Ficou-me na cabeça a frase do escritor espanhol Manuel Vilas, que traçou no seu romance “Em Tudo Havia Beleza (Ordesa)” um intenso itinerário de reencontro com os laços familiares, isso que, mesmo na distância ou na ausência, nos define, explica e sustém. Ele referia numa entrevista: “Quando nos morrem os pais é como se terminasse uma época da história, como se acabasse o Renascimento, o Barroco, o Iluminismo... Creio que a família continua a ser o motor da história.” É verdade. Para cada ser humano, a família constitui esse privilegiado lugar onde podemos ouvir, ou onde desejamos ouvir, aquele primordial “quero que tu sejas” (o volo ut sis que Santo Agostinho dizia ser a essencial definição do amor), que confirma a nós próprios a legitimidade da nossa existência. Na família descobrimos que a matriz do que somos está no cuidado e na fidelidade de quantos estão dispostos a amar-nos de forma incondicional. E a expressar esse amor no silabário mais comezinho, e também mais concreto, que constitui a resposta atenta às quotidianas necessidades de nós viventes. Em momentos diferentes da nossa história regressamos à nossa família e compreendemos sempre melhor quanto ela é efetivamente a parteira da nossa alma. Quanto ela representa o espaço original, a nossa caverna iluminada a fogo, a nossa íntima pintura rupestre e, ao mesmo tempo, um implícito caderno de rumos e um farol para navegar o futuro.

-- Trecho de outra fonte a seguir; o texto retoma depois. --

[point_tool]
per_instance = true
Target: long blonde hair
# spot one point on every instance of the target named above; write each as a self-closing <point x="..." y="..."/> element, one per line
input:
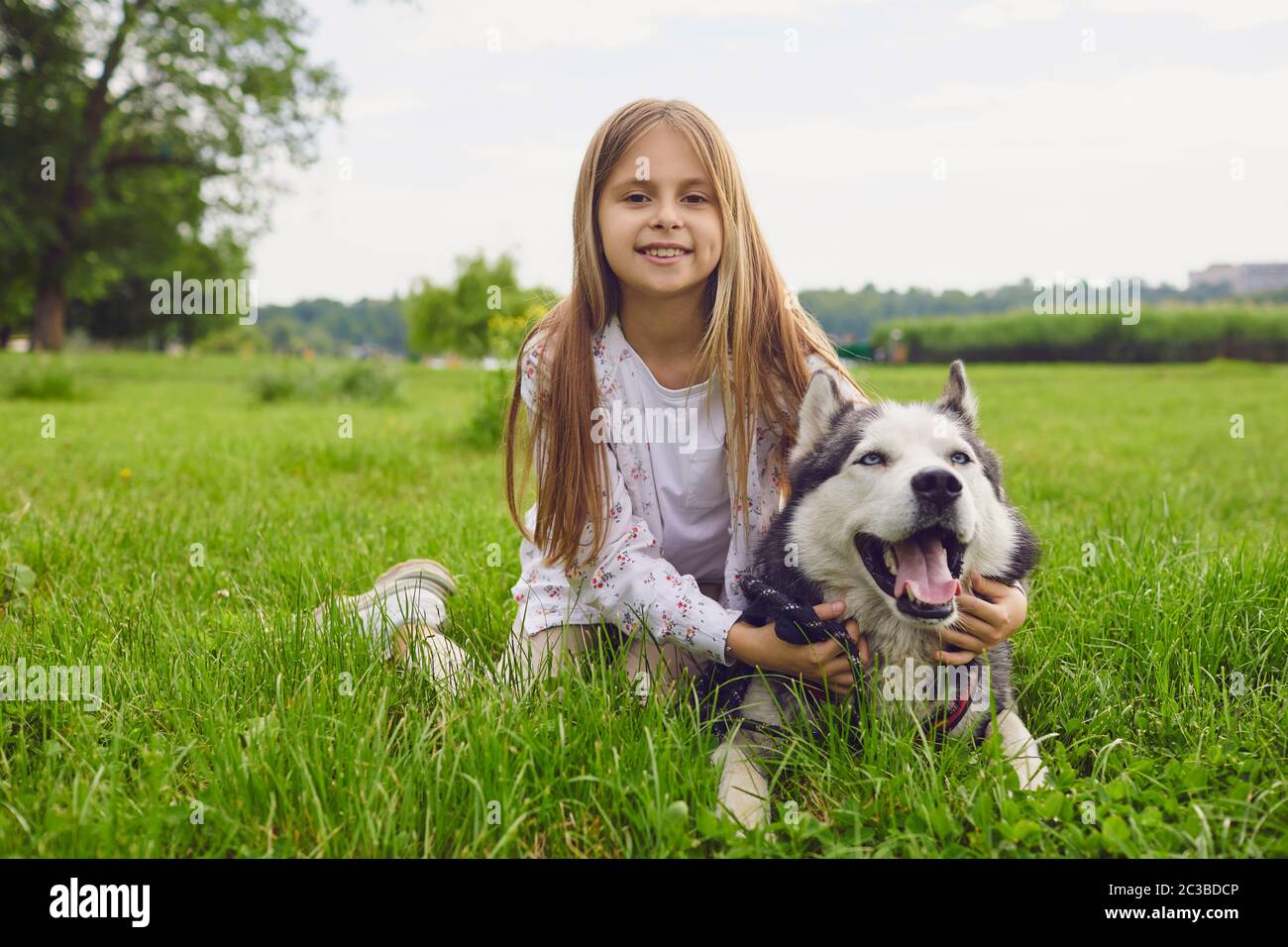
<point x="754" y="321"/>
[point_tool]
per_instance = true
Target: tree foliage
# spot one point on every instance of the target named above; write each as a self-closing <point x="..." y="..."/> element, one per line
<point x="138" y="138"/>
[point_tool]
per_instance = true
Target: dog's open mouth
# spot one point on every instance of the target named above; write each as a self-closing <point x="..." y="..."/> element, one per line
<point x="918" y="573"/>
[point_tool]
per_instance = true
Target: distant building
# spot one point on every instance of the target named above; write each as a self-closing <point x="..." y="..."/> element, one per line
<point x="1244" y="277"/>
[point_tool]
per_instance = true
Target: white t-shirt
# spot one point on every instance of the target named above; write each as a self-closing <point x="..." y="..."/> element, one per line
<point x="691" y="476"/>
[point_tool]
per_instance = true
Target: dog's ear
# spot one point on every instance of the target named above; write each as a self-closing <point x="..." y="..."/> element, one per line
<point x="957" y="394"/>
<point x="818" y="407"/>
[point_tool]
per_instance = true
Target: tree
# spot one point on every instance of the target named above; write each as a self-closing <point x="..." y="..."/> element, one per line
<point x="134" y="131"/>
<point x="455" y="318"/>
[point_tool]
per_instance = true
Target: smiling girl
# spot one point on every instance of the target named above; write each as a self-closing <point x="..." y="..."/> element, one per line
<point x="675" y="307"/>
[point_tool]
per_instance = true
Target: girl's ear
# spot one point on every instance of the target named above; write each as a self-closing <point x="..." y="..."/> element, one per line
<point x="957" y="394"/>
<point x="819" y="406"/>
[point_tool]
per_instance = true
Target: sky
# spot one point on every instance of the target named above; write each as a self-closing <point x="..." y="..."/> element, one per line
<point x="935" y="145"/>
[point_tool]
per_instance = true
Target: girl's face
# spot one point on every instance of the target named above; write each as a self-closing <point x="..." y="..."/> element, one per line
<point x="658" y="218"/>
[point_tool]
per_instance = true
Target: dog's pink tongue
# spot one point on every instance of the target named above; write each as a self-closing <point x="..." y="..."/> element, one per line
<point x="923" y="567"/>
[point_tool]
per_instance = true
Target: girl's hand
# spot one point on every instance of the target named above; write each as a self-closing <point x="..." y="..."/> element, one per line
<point x="982" y="624"/>
<point x="824" y="664"/>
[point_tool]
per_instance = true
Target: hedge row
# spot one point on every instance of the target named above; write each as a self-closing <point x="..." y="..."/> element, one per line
<point x="1162" y="335"/>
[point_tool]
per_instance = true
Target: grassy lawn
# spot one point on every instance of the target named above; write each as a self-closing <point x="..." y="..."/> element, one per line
<point x="1154" y="652"/>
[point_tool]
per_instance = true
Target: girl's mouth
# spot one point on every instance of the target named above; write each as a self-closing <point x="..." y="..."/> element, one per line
<point x="664" y="257"/>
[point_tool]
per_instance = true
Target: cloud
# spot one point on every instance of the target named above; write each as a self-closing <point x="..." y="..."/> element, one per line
<point x="995" y="14"/>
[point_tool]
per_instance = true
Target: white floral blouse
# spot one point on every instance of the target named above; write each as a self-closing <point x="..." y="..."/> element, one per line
<point x="631" y="582"/>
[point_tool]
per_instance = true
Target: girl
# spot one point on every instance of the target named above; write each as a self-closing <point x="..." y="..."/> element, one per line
<point x="677" y="312"/>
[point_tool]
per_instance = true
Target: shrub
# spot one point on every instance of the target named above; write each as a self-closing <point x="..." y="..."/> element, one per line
<point x="485" y="427"/>
<point x="305" y="380"/>
<point x="1162" y="335"/>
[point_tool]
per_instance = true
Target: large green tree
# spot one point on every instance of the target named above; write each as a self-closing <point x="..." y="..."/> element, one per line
<point x="455" y="318"/>
<point x="137" y="137"/>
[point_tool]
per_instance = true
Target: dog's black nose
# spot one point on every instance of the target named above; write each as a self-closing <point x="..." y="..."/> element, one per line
<point x="936" y="486"/>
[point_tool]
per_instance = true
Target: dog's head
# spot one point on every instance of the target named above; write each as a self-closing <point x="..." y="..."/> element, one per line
<point x="902" y="500"/>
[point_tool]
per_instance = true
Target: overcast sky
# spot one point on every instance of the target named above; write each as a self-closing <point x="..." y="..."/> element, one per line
<point x="938" y="145"/>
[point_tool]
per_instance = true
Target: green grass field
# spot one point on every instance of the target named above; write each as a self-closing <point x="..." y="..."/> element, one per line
<point x="231" y="728"/>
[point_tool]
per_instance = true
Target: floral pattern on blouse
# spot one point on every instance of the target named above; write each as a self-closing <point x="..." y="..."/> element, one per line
<point x="631" y="583"/>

Recentemente, o relato de duas pessoas amigas fez-me confrontar, de novo, com esse universal património vernacular. O primeiro relato é de um amigo que perdeu a mãe este verão. Encontrei-o agora e anunciou-me que anda ocupado na redação de uma espécie de memoir do seu percurso de vida. E explicou-me que o que desencadeou a urgência deste projeto foi um facto que ocorreu nos dias que antecederam a sua morte. Ele assistia a mãe idosa, afetada por uma irreversível doença oncológica. No final de uma noite tormentosa, ele deitou-se exausto na cama a seu lado. E a mãe, que estava totalmente debilitada, fez sobre ele, muito devagar, um gesto: ajeitou a ponta do lençol para que ele não ficasse descoberto. Apenas isso. Mas é agora neste gesto que ele não se cansa de pensar. É este gesto que ele interroga, que ele quer enquadrar em direções diferentes, que ele quer compreender, conservar, perfurar, agradecer. O outro relato chegou-me de um pai. A carta das autoridades municipais com a notícia da exumação dos restos mortais do filho esteve semanas retida num endereço antigo e quando chegou ao seu conhecimento ele precipitou-se para o cemitério. Por sorte, conhecia bem o coveiro das visitas regulares que ali fazia. Informou-se junto deste sobre o processo de transladação das ossadas e, com a sua ajuda, pôde contemplar a caveira e os ossos do filho. Havia depois de me dizer: “Não posso contar isto a ninguém, vão achar que é tétrico, mas acredita que representou para mim uma consolação. Passei ali a tarde sentado ao lado dos ossos do meu filho. Estranho, não é? Olhava a caveira e pensava no seu sorriso. Foram para mim inesperadas horas de paz.” Por coincidência, telefonei-lhe nesse fim de tarde, quando estava para chegar a casa. Parou o carro e falou-me, numa torrente de lágrimas, daquela sua experiência. E, no final, agradeceu-me, porque, conversando comigo, pôde chorar à vontade. “Não queria chorar estas lágrimas em casa. Sabes... para não pesar...” — desculpou-se assim. São histórias de amor extremo? São. E ainda bem. Sem a luz desse amor, o mundo seria escuridão.